Franka 6-DoF Grasping with GraspNet

This repository demonstrates 6-DoF grasping on the Franka FR3 using GraspNet. It integrates modern PyTorch, stereo depth estimation, and lightweight robot control for reproducible and extensible research.

Key Features

Easy to use: Pure Python implementation, no ROS required. Robot control via franky.
Modern PyTorch: Upgraded to PyTorch 2.x with CUDA 12.x.
- Includes a modified knn-cuda adapted for CUDA 12.x.
Stereo depth estimation: Uses D435i IR stereo + FoundationStereo for better depth quality compared to RGB-D.
Multiple demos: Built on top of GraspNet-Baseline, with major modifications in franka_graspnet/ and scripts/.

Tested Environment

OS: Ubuntu 22.04
CUDA: 12.4
Python: 3.12
Torch: 2.6.0
Camera: Intel RealSense D435i
Franky: franky (libfranka 0.15.0)

Installation

Create environment

conda create -n graspnet python==3.12
conda activate graspnet

pip install torch==2.6.0 torchvision==0.21.0 --index-url https://download.pytorch.org/whl/cu124
pip install -r requirements.txt
pip install setuptools==78.0.1

# libfranka 0.15
pip install franky-control
pip install pyrealsense2

# install graspnet dependencies
cd pointnet2
python setup.py install
cd ..

cd knn
python setup.py install
cd ..

cd graspnetAPI
pip install .
cd ..

# (Optional) install FoundationStereo dependencies
pip install -r requirements_fs.txt

Download checkpoints

Organize checkpoints as follows:

checkpoints/
├── foundation_stereo
│   ├── 11-33-40
│   │   ├── cfg.yaml
│   │   └── model_best_bp2.pth
│   └── 23-51-11
│       ├── cfg.yaml
│       └── model_best_bp2.pth
└── graspnet
    ├── checkpoint-kn.tar
    └── checkpoint-rs.tar

Usage

Note: We adopt an eye-in-hand setup. You can modify the calibration parameters in franka_controller to adapt them to your own system.

Test GraspNet

python scripts/graspnet_demo.py

Test FoundationStereo

python scripts/fs_demo.py

RealSense + GraspNet (6-DoF grasp prediction, press `q` to fetch next frame)

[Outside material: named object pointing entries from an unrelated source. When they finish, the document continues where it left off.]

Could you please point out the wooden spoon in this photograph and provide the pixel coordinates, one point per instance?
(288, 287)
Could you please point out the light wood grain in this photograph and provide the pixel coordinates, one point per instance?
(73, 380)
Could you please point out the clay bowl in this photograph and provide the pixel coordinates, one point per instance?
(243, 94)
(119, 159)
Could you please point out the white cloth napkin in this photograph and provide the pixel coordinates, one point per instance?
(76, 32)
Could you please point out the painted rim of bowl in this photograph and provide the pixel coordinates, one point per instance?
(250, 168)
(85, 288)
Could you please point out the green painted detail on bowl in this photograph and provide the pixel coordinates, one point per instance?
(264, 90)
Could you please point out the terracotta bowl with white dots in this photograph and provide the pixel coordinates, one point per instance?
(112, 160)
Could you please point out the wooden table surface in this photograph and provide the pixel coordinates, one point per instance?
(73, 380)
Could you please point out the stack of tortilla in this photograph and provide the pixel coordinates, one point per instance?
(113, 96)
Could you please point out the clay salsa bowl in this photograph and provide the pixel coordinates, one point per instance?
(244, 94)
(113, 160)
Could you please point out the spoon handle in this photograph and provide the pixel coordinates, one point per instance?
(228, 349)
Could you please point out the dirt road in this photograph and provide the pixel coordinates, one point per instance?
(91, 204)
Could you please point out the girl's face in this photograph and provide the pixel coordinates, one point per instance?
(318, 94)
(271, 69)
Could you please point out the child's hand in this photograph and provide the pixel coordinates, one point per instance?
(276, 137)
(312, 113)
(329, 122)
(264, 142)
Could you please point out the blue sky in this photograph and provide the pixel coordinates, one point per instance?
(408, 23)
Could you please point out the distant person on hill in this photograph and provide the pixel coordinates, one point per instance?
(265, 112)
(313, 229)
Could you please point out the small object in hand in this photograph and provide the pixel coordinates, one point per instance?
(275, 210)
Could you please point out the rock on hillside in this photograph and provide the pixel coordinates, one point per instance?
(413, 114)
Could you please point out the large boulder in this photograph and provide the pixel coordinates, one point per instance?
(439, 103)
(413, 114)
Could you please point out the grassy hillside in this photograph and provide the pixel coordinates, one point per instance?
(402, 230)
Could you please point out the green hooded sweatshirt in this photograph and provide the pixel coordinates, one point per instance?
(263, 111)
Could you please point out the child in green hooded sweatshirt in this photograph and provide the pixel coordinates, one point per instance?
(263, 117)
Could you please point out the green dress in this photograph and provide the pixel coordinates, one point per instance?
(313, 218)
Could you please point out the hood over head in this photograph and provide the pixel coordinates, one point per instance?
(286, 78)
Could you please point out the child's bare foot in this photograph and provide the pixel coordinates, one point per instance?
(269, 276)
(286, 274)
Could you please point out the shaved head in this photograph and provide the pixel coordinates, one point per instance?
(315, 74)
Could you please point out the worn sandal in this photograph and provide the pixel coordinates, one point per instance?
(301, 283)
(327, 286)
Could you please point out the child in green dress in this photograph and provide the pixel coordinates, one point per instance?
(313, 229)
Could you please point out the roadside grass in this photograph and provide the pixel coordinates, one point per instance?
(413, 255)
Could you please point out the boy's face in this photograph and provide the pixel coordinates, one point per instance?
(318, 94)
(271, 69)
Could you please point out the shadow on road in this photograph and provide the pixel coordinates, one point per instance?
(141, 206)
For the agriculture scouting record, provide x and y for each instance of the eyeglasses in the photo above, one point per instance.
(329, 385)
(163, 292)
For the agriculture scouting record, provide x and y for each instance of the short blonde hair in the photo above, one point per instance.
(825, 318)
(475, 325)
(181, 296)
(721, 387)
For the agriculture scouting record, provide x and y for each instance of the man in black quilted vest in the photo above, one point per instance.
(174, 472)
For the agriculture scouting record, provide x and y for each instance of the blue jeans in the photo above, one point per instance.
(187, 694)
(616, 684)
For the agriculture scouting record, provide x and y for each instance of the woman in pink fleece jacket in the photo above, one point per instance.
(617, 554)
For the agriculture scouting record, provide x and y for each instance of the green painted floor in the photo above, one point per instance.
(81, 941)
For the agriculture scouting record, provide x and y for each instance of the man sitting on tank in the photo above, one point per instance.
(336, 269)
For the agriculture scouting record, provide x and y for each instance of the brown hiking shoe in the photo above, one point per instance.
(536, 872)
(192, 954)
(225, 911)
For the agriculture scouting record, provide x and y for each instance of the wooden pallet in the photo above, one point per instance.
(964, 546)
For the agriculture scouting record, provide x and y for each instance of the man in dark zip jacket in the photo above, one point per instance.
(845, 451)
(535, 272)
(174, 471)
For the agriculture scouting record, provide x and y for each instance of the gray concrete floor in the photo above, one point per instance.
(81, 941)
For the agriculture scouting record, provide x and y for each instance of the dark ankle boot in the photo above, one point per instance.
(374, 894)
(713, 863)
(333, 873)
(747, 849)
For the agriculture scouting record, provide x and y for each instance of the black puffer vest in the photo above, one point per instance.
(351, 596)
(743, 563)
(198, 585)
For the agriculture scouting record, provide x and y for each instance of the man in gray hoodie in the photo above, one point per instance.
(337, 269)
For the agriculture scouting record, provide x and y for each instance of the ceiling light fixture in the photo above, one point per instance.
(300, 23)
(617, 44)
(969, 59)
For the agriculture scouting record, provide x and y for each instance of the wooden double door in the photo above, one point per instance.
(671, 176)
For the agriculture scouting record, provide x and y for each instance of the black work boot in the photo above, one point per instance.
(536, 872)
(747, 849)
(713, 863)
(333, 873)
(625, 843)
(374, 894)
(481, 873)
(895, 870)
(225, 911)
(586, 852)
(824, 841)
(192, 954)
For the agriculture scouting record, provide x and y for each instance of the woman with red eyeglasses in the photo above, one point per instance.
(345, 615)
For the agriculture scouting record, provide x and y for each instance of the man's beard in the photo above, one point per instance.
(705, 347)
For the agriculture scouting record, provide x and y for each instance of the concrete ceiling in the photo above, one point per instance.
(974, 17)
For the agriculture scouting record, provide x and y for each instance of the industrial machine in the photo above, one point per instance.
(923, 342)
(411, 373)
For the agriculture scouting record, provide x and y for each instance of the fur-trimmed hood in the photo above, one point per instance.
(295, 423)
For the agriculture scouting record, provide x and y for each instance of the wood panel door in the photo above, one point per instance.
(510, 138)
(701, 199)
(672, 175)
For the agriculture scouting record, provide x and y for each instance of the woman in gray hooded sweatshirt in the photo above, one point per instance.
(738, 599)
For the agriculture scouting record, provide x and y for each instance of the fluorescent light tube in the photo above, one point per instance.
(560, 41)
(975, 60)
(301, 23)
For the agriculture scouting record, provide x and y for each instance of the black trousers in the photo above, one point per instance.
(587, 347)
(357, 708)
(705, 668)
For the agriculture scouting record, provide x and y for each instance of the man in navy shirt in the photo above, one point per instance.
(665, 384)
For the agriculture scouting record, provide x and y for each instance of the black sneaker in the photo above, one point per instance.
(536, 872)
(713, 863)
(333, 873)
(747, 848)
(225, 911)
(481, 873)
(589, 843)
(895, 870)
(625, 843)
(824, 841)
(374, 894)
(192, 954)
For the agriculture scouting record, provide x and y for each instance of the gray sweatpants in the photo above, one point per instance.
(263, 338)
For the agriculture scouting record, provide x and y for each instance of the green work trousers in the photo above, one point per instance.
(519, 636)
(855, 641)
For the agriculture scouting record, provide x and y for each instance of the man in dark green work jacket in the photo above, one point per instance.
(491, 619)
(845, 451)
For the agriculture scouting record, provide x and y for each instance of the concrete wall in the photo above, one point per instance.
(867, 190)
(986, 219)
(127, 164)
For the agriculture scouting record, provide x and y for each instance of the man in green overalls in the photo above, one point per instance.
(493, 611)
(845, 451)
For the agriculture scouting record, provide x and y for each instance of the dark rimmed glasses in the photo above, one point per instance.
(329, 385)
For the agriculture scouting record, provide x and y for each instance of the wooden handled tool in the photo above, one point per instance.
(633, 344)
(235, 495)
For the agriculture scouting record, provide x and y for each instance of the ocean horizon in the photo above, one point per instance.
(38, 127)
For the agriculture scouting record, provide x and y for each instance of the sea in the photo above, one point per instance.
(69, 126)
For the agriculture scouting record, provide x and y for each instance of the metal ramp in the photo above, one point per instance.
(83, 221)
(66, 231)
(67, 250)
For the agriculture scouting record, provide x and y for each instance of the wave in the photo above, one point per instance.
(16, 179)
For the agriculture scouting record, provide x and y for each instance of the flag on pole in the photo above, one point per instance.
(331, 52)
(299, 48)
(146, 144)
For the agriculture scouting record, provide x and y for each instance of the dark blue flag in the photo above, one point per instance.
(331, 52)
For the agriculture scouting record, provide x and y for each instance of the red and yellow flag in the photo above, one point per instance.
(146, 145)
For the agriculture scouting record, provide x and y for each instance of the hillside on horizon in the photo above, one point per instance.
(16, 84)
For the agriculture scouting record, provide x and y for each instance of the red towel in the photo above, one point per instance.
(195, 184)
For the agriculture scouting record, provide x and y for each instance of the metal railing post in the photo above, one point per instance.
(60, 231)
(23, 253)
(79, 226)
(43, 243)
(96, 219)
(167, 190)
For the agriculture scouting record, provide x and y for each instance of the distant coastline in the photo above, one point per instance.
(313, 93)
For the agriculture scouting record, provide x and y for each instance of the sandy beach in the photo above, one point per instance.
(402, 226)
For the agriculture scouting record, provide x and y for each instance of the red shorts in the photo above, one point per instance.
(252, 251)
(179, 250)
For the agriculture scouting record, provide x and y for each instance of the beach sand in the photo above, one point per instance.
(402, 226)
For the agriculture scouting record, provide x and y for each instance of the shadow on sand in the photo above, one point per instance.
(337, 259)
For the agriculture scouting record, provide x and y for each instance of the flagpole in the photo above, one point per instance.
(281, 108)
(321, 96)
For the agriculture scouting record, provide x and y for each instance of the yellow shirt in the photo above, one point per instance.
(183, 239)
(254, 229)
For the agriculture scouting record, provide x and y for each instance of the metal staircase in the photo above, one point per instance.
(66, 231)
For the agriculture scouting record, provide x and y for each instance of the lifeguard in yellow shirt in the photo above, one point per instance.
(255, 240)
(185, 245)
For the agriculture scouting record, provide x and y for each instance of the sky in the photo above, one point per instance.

python scripts/graspnet_rs_demo.py

RealSense + FoundationStereo (stereo depth estimation, press `space` to refresh, `q` to quit)

python scripts/fs_rs_demo.py

RealSense + FoundationStereo + GraspNet (6-DoF grasp prediction, press `q` to fetch next frame)

python scripts/graspnet_fs_rs_demo.py

Franka + RealSense RGB-D + GraspNet (real-time grasping)

python scripts/franky_graspnet_rs_demo.py

Franka + RealSense IR + FoundationStereo + GraspNet (real-time grasping)

python scripts/franky_graspnet_fs_demo.py

Known Issues

When controlling FR3 with franky, motion may sometimes abort with reflex errors such as:

franky._franky.ControlException: libfranka: Move command aborted: motion aborted by reflex! ["joint_velocity_violation"]

franky._franky.ControlException: libfranka: Move command aborted: motion aborted by reflex! ["cartesian_reflex"]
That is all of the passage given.